Money is a well-known barrier to healthcare. A systematic review of 77 studies reported that low income and financial concerns were most often reported as limitations by patients.19 Our findings that low income is associated with higher BMI is supported by another study investigating the impact of a one- versus two-adult family structure on BMI in 7478 children.20 Their confounder-adjusted analysis controlling for highest educational attainment and ethnicity still found income was the most significant mediating factor in BMI outcomes, reinforcing the importance of financial concerns when considering disparities in disease outcomes. Several reports have investigated potential root causes for the differences noted in disease development and progression among varying sociodemographic cohorts. Access to healthcare and financial concerns have frequently been identified as primary barriers that disproportionately impact health outcomes among certain sociodemographic groups.

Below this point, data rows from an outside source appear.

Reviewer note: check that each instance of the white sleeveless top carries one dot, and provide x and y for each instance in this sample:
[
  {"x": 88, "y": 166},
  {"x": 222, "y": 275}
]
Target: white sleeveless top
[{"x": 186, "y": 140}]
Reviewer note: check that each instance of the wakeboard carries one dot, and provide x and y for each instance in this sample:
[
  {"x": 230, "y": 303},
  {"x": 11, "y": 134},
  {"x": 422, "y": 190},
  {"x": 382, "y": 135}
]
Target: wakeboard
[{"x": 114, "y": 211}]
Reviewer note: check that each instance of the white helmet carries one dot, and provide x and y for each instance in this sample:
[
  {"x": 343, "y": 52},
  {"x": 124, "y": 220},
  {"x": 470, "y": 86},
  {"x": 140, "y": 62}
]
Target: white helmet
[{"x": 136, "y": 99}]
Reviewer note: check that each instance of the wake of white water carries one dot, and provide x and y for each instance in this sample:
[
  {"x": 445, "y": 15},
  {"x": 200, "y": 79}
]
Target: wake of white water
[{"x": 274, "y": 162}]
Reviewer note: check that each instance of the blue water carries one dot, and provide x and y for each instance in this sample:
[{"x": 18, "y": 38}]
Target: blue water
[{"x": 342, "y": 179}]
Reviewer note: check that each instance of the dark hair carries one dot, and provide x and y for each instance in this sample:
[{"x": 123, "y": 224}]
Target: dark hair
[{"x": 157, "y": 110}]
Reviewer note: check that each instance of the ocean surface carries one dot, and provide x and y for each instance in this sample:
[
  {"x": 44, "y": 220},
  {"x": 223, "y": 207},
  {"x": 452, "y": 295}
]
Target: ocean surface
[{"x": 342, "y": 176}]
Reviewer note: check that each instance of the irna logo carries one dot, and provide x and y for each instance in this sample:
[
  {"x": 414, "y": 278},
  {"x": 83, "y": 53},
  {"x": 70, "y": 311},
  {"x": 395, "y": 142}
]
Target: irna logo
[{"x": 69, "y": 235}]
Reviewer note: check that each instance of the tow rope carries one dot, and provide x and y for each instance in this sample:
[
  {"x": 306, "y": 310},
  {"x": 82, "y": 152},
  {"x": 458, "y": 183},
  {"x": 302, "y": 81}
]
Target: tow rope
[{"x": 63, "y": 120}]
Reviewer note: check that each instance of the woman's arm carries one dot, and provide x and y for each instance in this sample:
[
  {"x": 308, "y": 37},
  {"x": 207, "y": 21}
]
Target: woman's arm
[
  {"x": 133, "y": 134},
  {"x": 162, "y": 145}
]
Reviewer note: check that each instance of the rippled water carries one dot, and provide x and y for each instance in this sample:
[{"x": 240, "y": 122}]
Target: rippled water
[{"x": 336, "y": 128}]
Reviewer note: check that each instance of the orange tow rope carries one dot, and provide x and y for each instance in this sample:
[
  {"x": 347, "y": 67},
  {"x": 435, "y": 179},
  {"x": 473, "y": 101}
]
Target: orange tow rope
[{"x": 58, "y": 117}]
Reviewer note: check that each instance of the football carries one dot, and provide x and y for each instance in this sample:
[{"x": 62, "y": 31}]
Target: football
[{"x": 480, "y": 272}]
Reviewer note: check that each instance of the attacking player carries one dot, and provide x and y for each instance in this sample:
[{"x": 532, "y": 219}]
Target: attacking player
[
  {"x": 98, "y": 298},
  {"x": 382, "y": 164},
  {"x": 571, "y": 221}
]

One report showed that patients of low socioeconomic backgrounds as well as racial and ethnic minorities are less likely to receive routine eye care, most notably an annual eye exam.21 Authors identified various structural factors responsible for this disparity, such as limited transportation options, opportunity costs associated with patient employment, and unfavorable clinical experiences. In a focus group conducted by Elam et al, clinical experiences were also cited as major contributors to healthcare disparities, namely weak patient-provider relationships, mistrust in the healthcare system to address their needs, and lack of patient-centered communication, in addition to the high copays and distant proximity to clinics.22 Awareness of these barriers is thus crucial for optimizing continuity of care and health outcomes in these populations.
There are several limitations of this study. First, the data collected is from a population sample representative of southeast Michigan, and the ethnic mix of patients in this study is not necessarily representative of other communities. However, the racial distribution of patients in our study, most notably Black and White patients, closely parallels the racial demographics in the United States Census.23 Second, the retrospective design of the study limits analysis to data already available in the electronic health record, including HgbA1c values, and relies on surrogate markers such as median household income based on zip code to approximate patient income. Finally, longitudinal analyses of the data are limited by the 40% of patients who only had one visit during our study period. Despite this, the large sample size, a racial mix similar to that of the national population, and lack of other reports on the impacts of sociodemographic factors on risk factors for DR are important strengths of this study, which can serve as a basis for further investigation.